I went out and saw
FUEL tonight (limited release; it also just opened in Austin). I guess it’s good see any movie that talks about energy independence from oil out in the public; but I have to say I was a little disappointed that reducing American consumption was little more than a footnote. It seemed rather absurd to see Willie Nelson pumping biodiesel into his gigantic idling tour bus as a way to save the planet. Similarly, the woman in LA who had her Biodiesel Tahoe (and the biodiesel vehicle parade that followed); or the guy who talked about producing plastics from algae oil.
While these products are vastly better than their petroleum-based cousins, I think at some point we as Americans will need to face the fact that we are running a deficit in so many ways in our lives and doing so is simply not sustainable.
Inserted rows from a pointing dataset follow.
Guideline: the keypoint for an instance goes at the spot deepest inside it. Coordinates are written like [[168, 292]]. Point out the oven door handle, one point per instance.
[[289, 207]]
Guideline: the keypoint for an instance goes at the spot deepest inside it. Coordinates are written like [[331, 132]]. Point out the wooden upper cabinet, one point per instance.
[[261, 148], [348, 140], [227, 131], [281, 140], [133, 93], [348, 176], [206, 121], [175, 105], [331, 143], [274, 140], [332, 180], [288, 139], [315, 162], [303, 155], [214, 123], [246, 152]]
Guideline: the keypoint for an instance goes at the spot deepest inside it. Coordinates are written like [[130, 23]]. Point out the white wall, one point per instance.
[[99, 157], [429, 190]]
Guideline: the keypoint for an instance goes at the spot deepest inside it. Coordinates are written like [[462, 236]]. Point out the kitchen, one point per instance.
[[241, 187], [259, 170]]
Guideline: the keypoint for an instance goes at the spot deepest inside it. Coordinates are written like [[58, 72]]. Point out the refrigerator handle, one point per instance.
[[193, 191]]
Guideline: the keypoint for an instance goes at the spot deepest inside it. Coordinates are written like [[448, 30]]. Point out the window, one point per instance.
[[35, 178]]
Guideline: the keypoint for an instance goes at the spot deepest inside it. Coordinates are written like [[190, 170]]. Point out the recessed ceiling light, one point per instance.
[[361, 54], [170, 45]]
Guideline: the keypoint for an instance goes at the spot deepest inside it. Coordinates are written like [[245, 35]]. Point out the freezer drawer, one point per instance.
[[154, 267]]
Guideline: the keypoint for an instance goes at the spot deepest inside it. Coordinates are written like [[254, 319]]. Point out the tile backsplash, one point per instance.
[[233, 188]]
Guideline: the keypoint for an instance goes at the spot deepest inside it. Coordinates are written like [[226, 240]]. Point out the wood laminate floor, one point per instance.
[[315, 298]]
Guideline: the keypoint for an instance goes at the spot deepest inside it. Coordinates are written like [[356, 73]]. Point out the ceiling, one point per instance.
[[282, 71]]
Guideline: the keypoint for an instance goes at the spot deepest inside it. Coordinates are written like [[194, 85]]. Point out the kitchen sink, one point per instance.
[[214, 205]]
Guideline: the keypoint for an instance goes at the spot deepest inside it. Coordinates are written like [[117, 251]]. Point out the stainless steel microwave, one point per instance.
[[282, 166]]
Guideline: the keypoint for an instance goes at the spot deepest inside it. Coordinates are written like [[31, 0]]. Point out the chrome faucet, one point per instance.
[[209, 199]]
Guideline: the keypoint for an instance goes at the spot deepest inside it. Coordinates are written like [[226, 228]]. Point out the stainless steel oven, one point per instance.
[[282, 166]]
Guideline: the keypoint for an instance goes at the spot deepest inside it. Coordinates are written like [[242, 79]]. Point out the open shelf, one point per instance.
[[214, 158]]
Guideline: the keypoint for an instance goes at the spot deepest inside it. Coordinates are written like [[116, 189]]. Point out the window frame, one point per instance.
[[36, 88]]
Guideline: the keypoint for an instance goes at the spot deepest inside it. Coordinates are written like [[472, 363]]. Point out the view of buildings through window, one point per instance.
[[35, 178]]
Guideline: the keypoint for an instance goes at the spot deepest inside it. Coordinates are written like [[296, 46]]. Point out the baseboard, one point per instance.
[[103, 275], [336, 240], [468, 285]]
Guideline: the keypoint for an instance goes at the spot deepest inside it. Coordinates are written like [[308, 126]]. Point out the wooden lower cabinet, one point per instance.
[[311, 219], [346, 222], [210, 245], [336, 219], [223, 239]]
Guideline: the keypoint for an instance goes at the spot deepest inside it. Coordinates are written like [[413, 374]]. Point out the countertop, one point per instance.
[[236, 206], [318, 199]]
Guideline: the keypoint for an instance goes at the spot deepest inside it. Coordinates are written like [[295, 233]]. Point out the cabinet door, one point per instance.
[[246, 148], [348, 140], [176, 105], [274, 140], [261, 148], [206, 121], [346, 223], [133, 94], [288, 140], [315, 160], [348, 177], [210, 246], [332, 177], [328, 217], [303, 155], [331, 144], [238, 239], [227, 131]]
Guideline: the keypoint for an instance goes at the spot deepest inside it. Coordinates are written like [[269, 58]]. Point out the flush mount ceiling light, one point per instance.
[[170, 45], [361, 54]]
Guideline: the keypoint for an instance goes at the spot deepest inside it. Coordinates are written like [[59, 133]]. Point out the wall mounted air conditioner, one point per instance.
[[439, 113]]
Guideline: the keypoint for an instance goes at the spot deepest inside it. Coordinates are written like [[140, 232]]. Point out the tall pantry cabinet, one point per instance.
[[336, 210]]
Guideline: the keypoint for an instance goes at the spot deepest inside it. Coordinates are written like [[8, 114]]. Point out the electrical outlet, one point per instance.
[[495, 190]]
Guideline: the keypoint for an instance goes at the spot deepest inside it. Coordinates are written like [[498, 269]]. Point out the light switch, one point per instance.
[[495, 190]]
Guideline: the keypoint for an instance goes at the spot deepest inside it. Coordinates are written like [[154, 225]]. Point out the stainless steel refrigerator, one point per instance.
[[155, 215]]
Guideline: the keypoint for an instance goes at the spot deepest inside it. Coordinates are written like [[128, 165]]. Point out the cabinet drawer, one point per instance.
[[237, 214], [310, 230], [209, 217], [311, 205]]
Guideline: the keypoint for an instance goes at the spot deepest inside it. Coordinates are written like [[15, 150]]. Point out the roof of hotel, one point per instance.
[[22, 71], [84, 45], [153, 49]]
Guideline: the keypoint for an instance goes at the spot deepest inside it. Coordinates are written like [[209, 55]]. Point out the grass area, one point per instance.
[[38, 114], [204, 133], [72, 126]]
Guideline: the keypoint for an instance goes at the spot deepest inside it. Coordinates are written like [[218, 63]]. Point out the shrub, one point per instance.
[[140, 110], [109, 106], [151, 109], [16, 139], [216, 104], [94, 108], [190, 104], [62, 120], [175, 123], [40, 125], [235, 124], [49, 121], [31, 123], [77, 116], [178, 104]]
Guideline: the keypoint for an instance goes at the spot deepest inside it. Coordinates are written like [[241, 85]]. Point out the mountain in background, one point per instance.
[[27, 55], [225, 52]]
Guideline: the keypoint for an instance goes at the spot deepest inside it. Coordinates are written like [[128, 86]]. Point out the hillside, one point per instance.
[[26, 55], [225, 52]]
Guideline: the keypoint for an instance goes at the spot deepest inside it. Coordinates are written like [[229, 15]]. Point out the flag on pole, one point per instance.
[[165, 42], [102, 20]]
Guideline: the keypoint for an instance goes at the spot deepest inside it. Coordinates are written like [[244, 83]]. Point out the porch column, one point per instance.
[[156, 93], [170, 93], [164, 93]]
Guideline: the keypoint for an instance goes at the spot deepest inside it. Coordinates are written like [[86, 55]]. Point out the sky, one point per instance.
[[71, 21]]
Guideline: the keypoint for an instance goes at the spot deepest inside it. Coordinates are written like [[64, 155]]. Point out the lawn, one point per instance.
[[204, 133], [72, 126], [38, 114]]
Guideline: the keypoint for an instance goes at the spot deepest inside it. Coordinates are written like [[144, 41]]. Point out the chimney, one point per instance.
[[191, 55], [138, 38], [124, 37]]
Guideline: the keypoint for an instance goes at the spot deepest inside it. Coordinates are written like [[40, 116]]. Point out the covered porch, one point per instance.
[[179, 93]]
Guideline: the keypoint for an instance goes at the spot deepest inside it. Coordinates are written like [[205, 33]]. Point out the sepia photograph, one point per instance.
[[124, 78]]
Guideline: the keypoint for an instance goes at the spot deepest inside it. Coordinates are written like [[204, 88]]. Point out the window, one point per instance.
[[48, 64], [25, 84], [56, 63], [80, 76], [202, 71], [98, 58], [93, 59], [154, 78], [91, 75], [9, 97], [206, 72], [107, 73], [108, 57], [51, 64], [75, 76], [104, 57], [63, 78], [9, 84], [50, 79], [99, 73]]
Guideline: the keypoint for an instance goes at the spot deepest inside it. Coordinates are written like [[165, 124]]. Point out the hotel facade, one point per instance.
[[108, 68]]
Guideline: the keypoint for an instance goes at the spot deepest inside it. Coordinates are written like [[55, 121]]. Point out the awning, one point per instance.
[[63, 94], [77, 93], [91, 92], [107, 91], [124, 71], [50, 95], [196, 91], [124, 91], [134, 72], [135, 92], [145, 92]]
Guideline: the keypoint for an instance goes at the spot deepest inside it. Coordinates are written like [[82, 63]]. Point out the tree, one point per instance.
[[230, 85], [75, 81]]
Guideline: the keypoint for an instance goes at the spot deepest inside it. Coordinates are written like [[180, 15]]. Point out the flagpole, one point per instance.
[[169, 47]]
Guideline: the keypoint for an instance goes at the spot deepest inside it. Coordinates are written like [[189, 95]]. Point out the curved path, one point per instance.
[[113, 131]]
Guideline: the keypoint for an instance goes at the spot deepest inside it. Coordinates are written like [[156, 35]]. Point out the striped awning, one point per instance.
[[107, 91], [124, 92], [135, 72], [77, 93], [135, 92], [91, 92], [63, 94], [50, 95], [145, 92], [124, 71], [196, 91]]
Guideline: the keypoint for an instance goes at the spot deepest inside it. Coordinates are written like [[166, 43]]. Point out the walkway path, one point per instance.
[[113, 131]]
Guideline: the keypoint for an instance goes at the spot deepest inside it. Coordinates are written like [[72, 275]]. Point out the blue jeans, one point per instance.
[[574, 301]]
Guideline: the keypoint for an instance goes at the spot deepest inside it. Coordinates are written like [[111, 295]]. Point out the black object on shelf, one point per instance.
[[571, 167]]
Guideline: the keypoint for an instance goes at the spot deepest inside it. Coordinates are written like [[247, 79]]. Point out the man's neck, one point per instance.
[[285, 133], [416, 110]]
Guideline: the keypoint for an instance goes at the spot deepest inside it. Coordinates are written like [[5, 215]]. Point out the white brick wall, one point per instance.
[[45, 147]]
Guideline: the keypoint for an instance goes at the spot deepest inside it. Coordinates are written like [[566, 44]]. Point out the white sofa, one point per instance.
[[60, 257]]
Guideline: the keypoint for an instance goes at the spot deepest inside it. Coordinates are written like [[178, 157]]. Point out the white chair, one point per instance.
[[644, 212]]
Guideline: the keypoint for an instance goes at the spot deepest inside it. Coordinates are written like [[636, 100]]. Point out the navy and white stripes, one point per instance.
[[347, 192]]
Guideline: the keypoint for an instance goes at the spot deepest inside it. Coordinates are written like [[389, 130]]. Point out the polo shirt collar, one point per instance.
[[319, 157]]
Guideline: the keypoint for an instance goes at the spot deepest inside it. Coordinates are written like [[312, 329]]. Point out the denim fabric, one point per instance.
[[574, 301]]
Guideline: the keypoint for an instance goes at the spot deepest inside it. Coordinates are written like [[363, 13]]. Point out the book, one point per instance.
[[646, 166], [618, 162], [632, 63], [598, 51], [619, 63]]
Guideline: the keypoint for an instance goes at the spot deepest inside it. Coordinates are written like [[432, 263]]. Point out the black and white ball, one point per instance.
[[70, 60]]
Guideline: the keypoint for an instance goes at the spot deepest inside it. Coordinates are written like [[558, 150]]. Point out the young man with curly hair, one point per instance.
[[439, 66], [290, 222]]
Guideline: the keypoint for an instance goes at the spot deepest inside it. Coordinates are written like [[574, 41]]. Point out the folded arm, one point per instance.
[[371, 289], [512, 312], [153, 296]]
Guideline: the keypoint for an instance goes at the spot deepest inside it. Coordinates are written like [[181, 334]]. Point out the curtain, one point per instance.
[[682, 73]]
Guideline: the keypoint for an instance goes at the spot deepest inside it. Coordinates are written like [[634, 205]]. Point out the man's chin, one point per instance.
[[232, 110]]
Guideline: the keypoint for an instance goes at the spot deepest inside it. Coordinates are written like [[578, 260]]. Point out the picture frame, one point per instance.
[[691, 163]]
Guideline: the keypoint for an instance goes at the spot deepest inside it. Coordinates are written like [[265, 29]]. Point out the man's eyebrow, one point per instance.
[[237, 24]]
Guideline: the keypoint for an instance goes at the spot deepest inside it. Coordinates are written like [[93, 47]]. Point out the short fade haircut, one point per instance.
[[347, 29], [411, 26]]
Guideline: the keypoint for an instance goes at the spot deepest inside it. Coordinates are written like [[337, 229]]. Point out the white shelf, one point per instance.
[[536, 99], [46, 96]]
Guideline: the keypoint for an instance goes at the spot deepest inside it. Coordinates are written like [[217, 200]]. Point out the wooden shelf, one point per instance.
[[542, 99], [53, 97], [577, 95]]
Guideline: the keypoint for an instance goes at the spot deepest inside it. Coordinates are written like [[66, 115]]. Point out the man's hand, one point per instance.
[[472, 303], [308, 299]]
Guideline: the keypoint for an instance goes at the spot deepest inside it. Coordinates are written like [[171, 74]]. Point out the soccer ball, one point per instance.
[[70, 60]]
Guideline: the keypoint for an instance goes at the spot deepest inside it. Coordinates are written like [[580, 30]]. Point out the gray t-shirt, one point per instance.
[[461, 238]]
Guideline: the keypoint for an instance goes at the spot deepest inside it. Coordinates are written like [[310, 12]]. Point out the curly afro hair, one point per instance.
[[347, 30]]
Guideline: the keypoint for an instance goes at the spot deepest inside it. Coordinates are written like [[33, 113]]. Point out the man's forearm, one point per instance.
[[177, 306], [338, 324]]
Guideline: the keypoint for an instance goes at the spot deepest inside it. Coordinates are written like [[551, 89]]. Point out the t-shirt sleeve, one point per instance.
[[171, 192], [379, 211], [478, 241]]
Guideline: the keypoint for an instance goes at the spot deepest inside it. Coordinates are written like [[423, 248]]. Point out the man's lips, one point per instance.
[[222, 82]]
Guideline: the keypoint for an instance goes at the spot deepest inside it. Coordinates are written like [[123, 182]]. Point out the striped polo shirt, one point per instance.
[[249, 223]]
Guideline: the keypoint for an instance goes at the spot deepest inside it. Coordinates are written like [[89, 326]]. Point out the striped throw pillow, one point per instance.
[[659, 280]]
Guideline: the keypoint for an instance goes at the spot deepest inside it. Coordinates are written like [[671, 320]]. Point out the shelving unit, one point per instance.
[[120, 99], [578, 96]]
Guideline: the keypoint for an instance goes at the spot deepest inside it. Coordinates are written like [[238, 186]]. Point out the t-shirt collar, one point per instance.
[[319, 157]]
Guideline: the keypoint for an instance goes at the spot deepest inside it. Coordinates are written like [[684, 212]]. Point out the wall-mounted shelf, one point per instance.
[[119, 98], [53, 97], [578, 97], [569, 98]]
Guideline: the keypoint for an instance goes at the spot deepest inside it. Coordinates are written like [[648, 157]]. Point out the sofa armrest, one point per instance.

Switching to biodiesel, for example, will not help with inherent inefficiencies/congestion caused by SOV (single occupancy vehicle) traffic. It will not help with the destruction of open spaces by development (suburban sprawl and the like). Car culture is destroying the livability of our cities, and having vehicles that use a different fuel simply will not help that.
It seems weird to me that to follow the advice of the film and become a better earth citizen, I suppose you’d engage in a sort of eco-consumerism by buying solar panels, a new diesel car, etc. It seems much more natural to simply live more sustainably by using less power, buying less environmentally toxic stuff, driving less, etc. That, IMO, is very hard to swallow for the American public, which is why you get guilt...err....
carbon offsets when you buy a Land Rover.
At the very end of the movie, they did promote “the solution” as being a bunch of things, which I agree with; but sadly this was just a small part of what amounted to a very long biodiesel commercial. 70% biodiesel, 20% algae, 8% other fuel sources, 2% reducing (bikes were, for example, relegated to simply being an icon with no mention in the dialog).
I guess like Barack Obama’s “
health insurance plan,” it’s at least a step in the right direction. For that, we owe gratitude to Mr. Tickell.